The truly artistic achievement here is how both coalition partners simultaneously undermine each other while strengthening their mutual enemy. The SPD blocks the very changes that might stem their electoral collapse, while Merz appears increasingly impotent – hardly the image of decisive leadership his party promised.
This leaves Germany’s centre-right electorate with a grotesque non-choice: stomach Merz’s SPD-lite compromises, drift toward the AfD’s ‘brown-tinged socialism’, or withdraw from politics altogether. The AfD, despite its nationalist packaging, offers economic policies that would make trade unionists blush: protectionism, expanded welfare, and state intervention. Their rightward cultural positioning merely disguises a fundamentally collectivist economic agenda.
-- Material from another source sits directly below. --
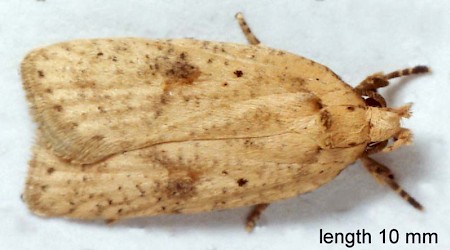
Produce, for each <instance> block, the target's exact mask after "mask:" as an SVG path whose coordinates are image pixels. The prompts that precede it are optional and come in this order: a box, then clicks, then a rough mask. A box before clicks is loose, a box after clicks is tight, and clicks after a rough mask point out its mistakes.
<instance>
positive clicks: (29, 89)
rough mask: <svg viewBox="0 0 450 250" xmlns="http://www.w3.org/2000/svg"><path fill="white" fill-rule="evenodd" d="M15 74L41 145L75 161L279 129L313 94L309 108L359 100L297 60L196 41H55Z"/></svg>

For Germany’s disillusioned centre-right voters, watching this government is not merely observing political failure – it is attending the funeral of the political home they once knew. When mainstream conservatives betray their principles so thoroughly, they do not convert their voters to progressivism. They orphan them politically, leaving them susceptible to whatever radical alternative promises to address their abandoned concerns.
Merz positioned himself as the saviour who would restore conservative credibility after years of Merkelian drift. Instead, he has revealed himself as just another spineless politician, willing to sacrifice principle for the illusion of power. His first 100 days have not been a failure – they have been something far more dangerous, a masterpiece of political suicide disguised as governance. The AfD could scarcely have scripted it better themselves.